The Language of Trauma: Modeling Traumatic Event Descriptions Across Domains with Explainable AI
Miriam Schirmer, Tobias Leemann, Gjergji Kasneci, Jürgen Pfeffer, David Jurgens
TL;DR
The paper presents TRACE, a cross-domain dataset for traumatic event detection drawn from genocide court transcripts, PTSD Reddit, counseling conversations, and Incel posts. It systematically compares multiple language-model architectures, with fine-tuned RoBERTa delivering strong in-domain and cross-domain performance, while GPT-4 offers competitive zero-shot results on some datasets. The authors couple model evaluations with explainable AI techniques (SHAP, SLALOM, and concept-based explanations) to reveal both universal and domain-specific trauma cues. Findings highlight transferable trauma features across contexts and underscore the potential for AI-assisted trauma detection tools, while acknowledging limitations from dataset imbalances and context variability.
Abstract
Psychological trauma can manifest following various distressing events and is captured in diverse online contexts. However, studies traditionally focus on a single aspect of trauma, often neglecting the transferability of findings across different scenarios. We address this gap by training language models with progressing complexity on trauma-related datasets, including genocide-related court data, a Reddit dataset on post-traumatic stress disorder (PTSD), counseling conversations, and Incel forum posts.

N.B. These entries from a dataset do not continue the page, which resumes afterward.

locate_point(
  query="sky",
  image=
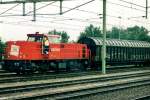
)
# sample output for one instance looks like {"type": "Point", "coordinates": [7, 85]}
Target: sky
{"type": "Point", "coordinates": [120, 13]}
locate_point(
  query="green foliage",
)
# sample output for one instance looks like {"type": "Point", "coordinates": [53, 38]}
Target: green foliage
{"type": "Point", "coordinates": [91, 31]}
{"type": "Point", "coordinates": [131, 33]}
{"type": "Point", "coordinates": [63, 34]}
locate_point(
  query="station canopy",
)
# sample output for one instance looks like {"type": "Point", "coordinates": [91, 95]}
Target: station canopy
{"type": "Point", "coordinates": [26, 1]}
{"type": "Point", "coordinates": [114, 42]}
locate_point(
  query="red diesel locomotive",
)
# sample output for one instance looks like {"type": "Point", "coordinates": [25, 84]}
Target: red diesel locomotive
{"type": "Point", "coordinates": [43, 53]}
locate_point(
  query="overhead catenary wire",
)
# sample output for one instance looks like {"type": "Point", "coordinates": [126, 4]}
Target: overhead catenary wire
{"type": "Point", "coordinates": [9, 9]}
{"type": "Point", "coordinates": [87, 20]}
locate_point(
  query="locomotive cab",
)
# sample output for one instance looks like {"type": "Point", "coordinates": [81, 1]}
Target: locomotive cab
{"type": "Point", "coordinates": [40, 38]}
{"type": "Point", "coordinates": [45, 40]}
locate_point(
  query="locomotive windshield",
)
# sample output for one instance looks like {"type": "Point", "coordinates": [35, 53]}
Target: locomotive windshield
{"type": "Point", "coordinates": [39, 38]}
{"type": "Point", "coordinates": [54, 38]}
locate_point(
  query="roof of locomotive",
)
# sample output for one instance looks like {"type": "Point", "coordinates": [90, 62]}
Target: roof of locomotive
{"type": "Point", "coordinates": [113, 42]}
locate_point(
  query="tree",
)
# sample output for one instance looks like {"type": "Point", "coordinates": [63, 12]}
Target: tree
{"type": "Point", "coordinates": [91, 31]}
{"type": "Point", "coordinates": [63, 34]}
{"type": "Point", "coordinates": [131, 33]}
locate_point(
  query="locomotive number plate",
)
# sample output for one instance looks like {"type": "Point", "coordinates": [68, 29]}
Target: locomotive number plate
{"type": "Point", "coordinates": [14, 50]}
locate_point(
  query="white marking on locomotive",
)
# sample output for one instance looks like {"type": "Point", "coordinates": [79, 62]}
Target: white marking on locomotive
{"type": "Point", "coordinates": [14, 50]}
{"type": "Point", "coordinates": [55, 49]}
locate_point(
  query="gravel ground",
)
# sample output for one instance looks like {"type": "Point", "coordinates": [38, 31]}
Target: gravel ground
{"type": "Point", "coordinates": [66, 79]}
{"type": "Point", "coordinates": [124, 94]}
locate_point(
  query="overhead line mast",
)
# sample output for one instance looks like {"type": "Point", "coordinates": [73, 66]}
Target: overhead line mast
{"type": "Point", "coordinates": [104, 39]}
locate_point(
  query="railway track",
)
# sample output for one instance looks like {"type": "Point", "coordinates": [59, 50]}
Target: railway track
{"type": "Point", "coordinates": [75, 87]}
{"type": "Point", "coordinates": [146, 97]}
{"type": "Point", "coordinates": [12, 77]}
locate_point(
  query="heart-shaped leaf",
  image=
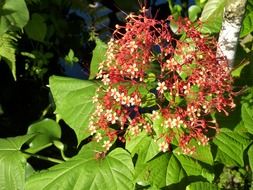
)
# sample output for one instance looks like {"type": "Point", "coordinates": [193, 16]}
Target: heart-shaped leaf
{"type": "Point", "coordinates": [231, 146]}
{"type": "Point", "coordinates": [168, 169]}
{"type": "Point", "coordinates": [83, 171]}
{"type": "Point", "coordinates": [73, 99]}
{"type": "Point", "coordinates": [47, 131]}
{"type": "Point", "coordinates": [144, 146]}
{"type": "Point", "coordinates": [12, 162]}
{"type": "Point", "coordinates": [13, 14]}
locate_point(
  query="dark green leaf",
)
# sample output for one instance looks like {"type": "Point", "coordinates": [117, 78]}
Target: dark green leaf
{"type": "Point", "coordinates": [7, 51]}
{"type": "Point", "coordinates": [15, 15]}
{"type": "Point", "coordinates": [250, 154]}
{"type": "Point", "coordinates": [231, 146]}
{"type": "Point", "coordinates": [36, 28]}
{"type": "Point", "coordinates": [12, 162]}
{"type": "Point", "coordinates": [73, 100]}
{"type": "Point", "coordinates": [47, 130]}
{"type": "Point", "coordinates": [144, 146]}
{"type": "Point", "coordinates": [168, 169]}
{"type": "Point", "coordinates": [115, 171]}
{"type": "Point", "coordinates": [97, 57]}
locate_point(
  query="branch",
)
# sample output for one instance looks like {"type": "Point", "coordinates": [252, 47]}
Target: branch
{"type": "Point", "coordinates": [231, 25]}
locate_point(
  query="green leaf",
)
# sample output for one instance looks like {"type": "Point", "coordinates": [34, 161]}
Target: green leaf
{"type": "Point", "coordinates": [48, 131]}
{"type": "Point", "coordinates": [168, 169]}
{"type": "Point", "coordinates": [231, 146]}
{"type": "Point", "coordinates": [7, 51]}
{"type": "Point", "coordinates": [83, 171]}
{"type": "Point", "coordinates": [247, 24]}
{"type": "Point", "coordinates": [97, 57]}
{"type": "Point", "coordinates": [12, 162]}
{"type": "Point", "coordinates": [201, 186]}
{"type": "Point", "coordinates": [36, 28]}
{"type": "Point", "coordinates": [193, 12]}
{"type": "Point", "coordinates": [182, 166]}
{"type": "Point", "coordinates": [14, 15]}
{"type": "Point", "coordinates": [247, 116]}
{"type": "Point", "coordinates": [212, 16]}
{"type": "Point", "coordinates": [73, 99]}
{"type": "Point", "coordinates": [144, 146]}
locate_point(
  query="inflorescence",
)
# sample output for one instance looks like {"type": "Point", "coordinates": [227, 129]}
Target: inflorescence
{"type": "Point", "coordinates": [166, 84]}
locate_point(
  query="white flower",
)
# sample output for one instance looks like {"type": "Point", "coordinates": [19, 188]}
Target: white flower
{"type": "Point", "coordinates": [161, 87]}
{"type": "Point", "coordinates": [107, 145]}
{"type": "Point", "coordinates": [163, 146]}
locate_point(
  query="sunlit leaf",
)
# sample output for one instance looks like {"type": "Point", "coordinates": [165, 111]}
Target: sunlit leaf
{"type": "Point", "coordinates": [83, 171]}
{"type": "Point", "coordinates": [202, 186]}
{"type": "Point", "coordinates": [212, 15]}
{"type": "Point", "coordinates": [12, 162]}
{"type": "Point", "coordinates": [73, 98]}
{"type": "Point", "coordinates": [47, 130]}
{"type": "Point", "coordinates": [168, 169]}
{"type": "Point", "coordinates": [231, 146]}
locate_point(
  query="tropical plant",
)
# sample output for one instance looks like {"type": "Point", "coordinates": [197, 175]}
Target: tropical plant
{"type": "Point", "coordinates": [165, 114]}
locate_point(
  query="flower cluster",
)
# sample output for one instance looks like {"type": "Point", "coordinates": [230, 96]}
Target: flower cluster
{"type": "Point", "coordinates": [167, 84]}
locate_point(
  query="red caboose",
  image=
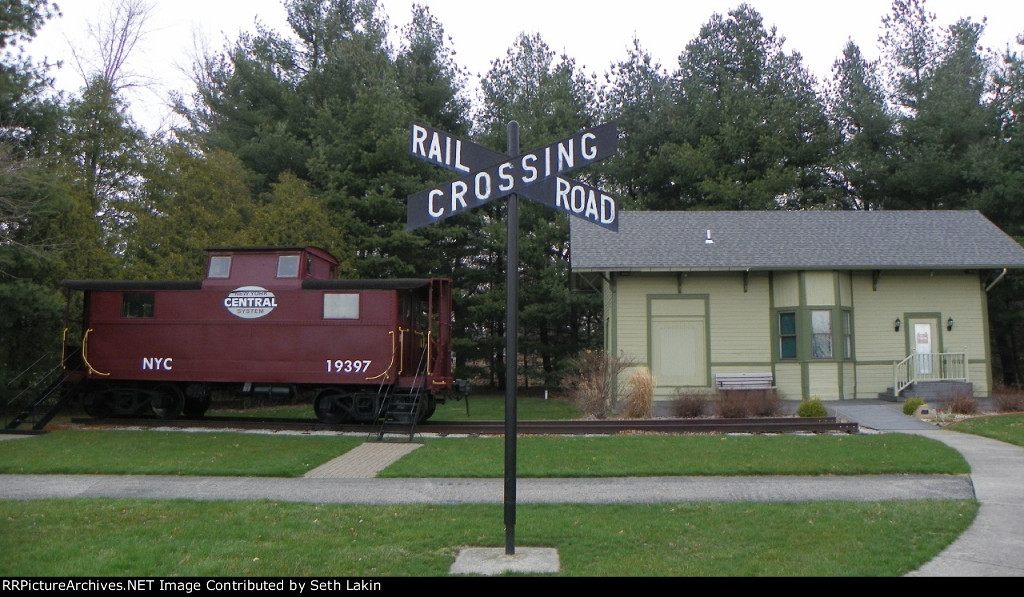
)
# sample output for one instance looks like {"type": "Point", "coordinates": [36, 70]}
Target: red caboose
{"type": "Point", "coordinates": [266, 322]}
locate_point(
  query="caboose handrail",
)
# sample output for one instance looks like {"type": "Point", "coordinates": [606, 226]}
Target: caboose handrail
{"type": "Point", "coordinates": [384, 375]}
{"type": "Point", "coordinates": [85, 357]}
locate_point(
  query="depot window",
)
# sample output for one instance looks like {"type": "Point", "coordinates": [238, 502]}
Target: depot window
{"type": "Point", "coordinates": [821, 342]}
{"type": "Point", "coordinates": [787, 335]}
{"type": "Point", "coordinates": [136, 305]}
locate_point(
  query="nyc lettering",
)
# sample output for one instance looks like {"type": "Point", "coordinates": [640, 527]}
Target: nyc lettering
{"type": "Point", "coordinates": [509, 176]}
{"type": "Point", "coordinates": [157, 363]}
{"type": "Point", "coordinates": [347, 366]}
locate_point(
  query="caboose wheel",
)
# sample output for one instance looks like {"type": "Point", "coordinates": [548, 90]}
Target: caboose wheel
{"type": "Point", "coordinates": [167, 401]}
{"type": "Point", "coordinates": [332, 408]}
{"type": "Point", "coordinates": [97, 402]}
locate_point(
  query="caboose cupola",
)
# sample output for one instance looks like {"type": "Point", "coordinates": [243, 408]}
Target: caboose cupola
{"type": "Point", "coordinates": [278, 267]}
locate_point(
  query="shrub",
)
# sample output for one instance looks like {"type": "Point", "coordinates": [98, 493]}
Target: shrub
{"type": "Point", "coordinates": [812, 409]}
{"type": "Point", "coordinates": [1009, 400]}
{"type": "Point", "coordinates": [639, 402]}
{"type": "Point", "coordinates": [593, 382]}
{"type": "Point", "coordinates": [910, 406]}
{"type": "Point", "coordinates": [690, 404]}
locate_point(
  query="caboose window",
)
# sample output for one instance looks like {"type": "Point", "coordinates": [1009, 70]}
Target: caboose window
{"type": "Point", "coordinates": [136, 305]}
{"type": "Point", "coordinates": [288, 266]}
{"type": "Point", "coordinates": [341, 306]}
{"type": "Point", "coordinates": [220, 266]}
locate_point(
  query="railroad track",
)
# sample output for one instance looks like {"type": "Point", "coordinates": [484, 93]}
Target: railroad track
{"type": "Point", "coordinates": [571, 427]}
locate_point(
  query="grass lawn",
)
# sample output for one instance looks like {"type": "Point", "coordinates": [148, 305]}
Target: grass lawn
{"type": "Point", "coordinates": [1009, 428]}
{"type": "Point", "coordinates": [98, 538]}
{"type": "Point", "coordinates": [131, 538]}
{"type": "Point", "coordinates": [235, 454]}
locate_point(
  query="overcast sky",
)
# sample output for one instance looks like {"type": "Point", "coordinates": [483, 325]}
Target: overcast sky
{"type": "Point", "coordinates": [595, 33]}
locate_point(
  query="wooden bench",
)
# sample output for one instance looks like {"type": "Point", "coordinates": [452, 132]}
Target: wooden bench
{"type": "Point", "coordinates": [743, 381]}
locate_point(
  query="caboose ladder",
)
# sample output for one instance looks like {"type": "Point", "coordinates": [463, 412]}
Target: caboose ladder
{"type": "Point", "coordinates": [38, 409]}
{"type": "Point", "coordinates": [401, 410]}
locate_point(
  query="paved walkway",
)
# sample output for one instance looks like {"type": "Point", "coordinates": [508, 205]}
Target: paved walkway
{"type": "Point", "coordinates": [993, 546]}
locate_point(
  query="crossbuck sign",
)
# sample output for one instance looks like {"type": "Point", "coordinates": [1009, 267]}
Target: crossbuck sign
{"type": "Point", "coordinates": [486, 175]}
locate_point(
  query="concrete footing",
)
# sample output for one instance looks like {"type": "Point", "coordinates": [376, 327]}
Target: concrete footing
{"type": "Point", "coordinates": [491, 561]}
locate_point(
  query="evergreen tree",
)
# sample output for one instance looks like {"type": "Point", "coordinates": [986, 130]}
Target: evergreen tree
{"type": "Point", "coordinates": [748, 129]}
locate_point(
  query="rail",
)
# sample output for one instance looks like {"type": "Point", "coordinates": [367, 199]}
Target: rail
{"type": "Point", "coordinates": [929, 367]}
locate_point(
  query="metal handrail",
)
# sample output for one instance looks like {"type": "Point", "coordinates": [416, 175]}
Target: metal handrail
{"type": "Point", "coordinates": [929, 367]}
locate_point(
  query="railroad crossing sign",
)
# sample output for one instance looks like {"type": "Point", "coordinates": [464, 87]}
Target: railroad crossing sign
{"type": "Point", "coordinates": [486, 175]}
{"type": "Point", "coordinates": [537, 175]}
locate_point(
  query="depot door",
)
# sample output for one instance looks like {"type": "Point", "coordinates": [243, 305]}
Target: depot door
{"type": "Point", "coordinates": [924, 342]}
{"type": "Point", "coordinates": [679, 342]}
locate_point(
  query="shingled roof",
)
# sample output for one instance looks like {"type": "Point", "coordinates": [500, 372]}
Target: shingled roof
{"type": "Point", "coordinates": [794, 240]}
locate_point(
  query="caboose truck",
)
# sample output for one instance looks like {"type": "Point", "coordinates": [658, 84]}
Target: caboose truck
{"type": "Point", "coordinates": [266, 323]}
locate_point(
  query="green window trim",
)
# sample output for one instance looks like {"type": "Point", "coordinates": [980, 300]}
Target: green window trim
{"type": "Point", "coordinates": [787, 345]}
{"type": "Point", "coordinates": [806, 334]}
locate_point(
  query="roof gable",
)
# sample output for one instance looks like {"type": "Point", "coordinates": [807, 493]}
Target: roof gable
{"type": "Point", "coordinates": [794, 240]}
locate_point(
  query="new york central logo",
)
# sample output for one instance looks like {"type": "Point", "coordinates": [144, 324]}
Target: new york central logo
{"type": "Point", "coordinates": [250, 302]}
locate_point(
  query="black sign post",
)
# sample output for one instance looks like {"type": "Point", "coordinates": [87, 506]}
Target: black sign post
{"type": "Point", "coordinates": [486, 175]}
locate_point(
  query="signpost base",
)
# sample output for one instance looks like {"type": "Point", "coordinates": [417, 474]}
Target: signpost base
{"type": "Point", "coordinates": [492, 561]}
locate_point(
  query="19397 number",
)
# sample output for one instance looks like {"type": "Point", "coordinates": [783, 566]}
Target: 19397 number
{"type": "Point", "coordinates": [346, 366]}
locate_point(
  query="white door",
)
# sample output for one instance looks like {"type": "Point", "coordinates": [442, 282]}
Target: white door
{"type": "Point", "coordinates": [924, 334]}
{"type": "Point", "coordinates": [679, 351]}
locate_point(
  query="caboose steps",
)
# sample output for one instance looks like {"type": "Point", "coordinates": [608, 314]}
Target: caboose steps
{"type": "Point", "coordinates": [38, 407]}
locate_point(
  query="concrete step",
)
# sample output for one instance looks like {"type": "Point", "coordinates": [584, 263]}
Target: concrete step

Our results show that the fine-tuned RoBERTa model excels in predicting traumatic events across domains, slightly outperforming large language models like GPT-4. Additionally, SLALOM-feature scores and conceptual explanations effectively differentiate and cluster trauma-related language, highlighting different trauma aspects and identifying sexual abuse and experiences related to death as a common traumatic event across all datasets. This transferability is crucial as it allows for the development of tools to enhance trauma detection and intervention in diverse populations and settings.